Hence, by Dominated Convergence Theorem (generalized), we conclude that the integral converges to $0$ as $\epsilon \to 0^+$.
Then consider $\epsilon <0$, which is where I think the problem lies.
(4) As $\epsilon \to 0^-$, for each $x \in (0,\infty)$, $f(x)\frac{1}{\epsilon}e^{-x/\epsilon} \to \pm\infty$, so there is no reason why the integral should converge.
I was wondering if the analysis is correct -- any help is appreciated!
As you have observed, I think that the limit has to be considered only for $\epsilon \to 0^+$.
Given that, your analysis based on the Dominated Convergence Theorem seems not correct. (I have some doubt for your case (3).)
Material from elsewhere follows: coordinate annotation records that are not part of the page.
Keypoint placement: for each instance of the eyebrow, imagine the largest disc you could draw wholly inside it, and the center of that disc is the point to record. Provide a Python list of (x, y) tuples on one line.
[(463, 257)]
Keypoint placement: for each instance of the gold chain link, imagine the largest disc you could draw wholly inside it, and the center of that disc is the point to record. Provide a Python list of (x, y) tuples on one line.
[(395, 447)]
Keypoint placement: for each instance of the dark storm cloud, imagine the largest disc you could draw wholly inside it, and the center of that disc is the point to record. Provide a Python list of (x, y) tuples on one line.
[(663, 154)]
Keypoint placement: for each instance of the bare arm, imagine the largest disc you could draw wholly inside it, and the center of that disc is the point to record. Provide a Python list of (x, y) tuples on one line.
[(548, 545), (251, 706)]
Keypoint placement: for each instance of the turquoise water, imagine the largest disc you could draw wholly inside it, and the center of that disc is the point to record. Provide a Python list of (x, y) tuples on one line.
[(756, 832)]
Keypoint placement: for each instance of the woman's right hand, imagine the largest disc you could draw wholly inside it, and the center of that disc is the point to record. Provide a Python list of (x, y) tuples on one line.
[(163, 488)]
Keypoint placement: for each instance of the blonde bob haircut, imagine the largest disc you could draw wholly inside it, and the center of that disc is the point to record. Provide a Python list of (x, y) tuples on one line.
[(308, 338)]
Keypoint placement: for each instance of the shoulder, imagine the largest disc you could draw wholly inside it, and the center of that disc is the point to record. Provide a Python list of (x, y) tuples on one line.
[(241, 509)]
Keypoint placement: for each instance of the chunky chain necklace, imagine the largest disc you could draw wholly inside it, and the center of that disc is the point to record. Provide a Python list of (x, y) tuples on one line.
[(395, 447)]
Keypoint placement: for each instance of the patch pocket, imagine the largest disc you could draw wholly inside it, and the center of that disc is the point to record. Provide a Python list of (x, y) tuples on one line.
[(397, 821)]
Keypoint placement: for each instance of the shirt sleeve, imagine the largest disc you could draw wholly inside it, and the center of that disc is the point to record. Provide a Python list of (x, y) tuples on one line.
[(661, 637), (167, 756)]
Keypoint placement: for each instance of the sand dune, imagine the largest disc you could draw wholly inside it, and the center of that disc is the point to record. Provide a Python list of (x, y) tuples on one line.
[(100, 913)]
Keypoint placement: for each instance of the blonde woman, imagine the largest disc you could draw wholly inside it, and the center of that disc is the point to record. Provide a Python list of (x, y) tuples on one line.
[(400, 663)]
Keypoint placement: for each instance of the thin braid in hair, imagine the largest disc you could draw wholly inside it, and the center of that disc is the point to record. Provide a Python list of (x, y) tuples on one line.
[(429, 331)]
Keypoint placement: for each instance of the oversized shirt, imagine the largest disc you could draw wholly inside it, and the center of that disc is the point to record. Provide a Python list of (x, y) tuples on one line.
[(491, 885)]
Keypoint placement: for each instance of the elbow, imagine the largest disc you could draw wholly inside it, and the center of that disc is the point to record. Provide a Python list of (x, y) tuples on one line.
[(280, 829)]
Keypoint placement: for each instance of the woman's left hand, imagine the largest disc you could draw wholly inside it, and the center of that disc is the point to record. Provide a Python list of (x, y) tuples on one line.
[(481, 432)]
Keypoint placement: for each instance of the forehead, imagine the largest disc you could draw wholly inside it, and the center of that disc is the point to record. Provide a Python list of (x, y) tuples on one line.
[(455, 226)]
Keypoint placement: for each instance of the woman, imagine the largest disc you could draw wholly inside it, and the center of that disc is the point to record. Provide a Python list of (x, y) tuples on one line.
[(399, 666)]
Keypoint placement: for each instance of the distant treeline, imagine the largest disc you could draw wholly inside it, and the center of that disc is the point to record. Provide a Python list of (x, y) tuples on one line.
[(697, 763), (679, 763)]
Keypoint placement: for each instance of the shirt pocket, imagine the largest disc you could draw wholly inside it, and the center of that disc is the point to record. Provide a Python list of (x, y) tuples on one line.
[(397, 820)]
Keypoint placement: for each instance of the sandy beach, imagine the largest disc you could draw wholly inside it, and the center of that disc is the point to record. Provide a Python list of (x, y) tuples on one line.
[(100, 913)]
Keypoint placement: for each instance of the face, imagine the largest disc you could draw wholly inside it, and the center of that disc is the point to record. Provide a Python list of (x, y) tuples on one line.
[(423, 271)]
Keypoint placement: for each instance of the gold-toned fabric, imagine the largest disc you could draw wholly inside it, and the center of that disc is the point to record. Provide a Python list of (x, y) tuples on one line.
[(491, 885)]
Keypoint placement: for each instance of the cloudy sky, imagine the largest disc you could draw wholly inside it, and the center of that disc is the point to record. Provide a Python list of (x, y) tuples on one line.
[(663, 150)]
So, let $\epsilon > 0$ and consider the change of variable $y = x/\epsilon$. You get $$ \frac{1}{\epsilon} \int_0^\infty f(x) e^{-x/\epsilon}\, dx = \int_0^\infty f(\epsilon y) e^{-y}\, dy. $$ Since $f$ is continous, you can prove that the last integral converges to $f(0)$ as $\epsilon \to 0^+$. This fact can be proved by splitting the integral in to parts. Given $K > 0$, we have $$ \int_0^\infty f(\epsilon y) e^{-y}\, dy = \int_0^K f(\epsilon y) e^{-y}\, dy + \int_K^\infty f(\epsilon y) e^{-y}\, dy. $$ The second integral at rhs is easily estimated by $$ \left|\int_K^\infty f(\epsilon y) e^{-y}\, dy\right| \leq e^{-K} \|f\|_{L^1}. $$ To the first integral at rhs we can apply the Dominated Convergence Theorem. Namely, if $0 < \epsilon < 1$ and $M := \max_{[0,K]} |f|$ we get $$ |f(\epsilon y) e^{-y}| \leq M e^{-y} \qquad \forall y\in [0, K]. $$ Hence $$ \lim_{\epsilon\to 0+} \int_0^K f(\epsilon y) e^{-y}\, dy = f(0) (1 - e^{-K}). $$ You can now get the conclusion sending $K\to +\infty$ in the relation $$ \limsup_{\epsilon\to 0+} \left| \int_0^\infty f(\epsilon y) e^{-y}\, dy - f(0) \right| \leq (|f(0)| + \|f\|_{L^1}) e^{-K}. $$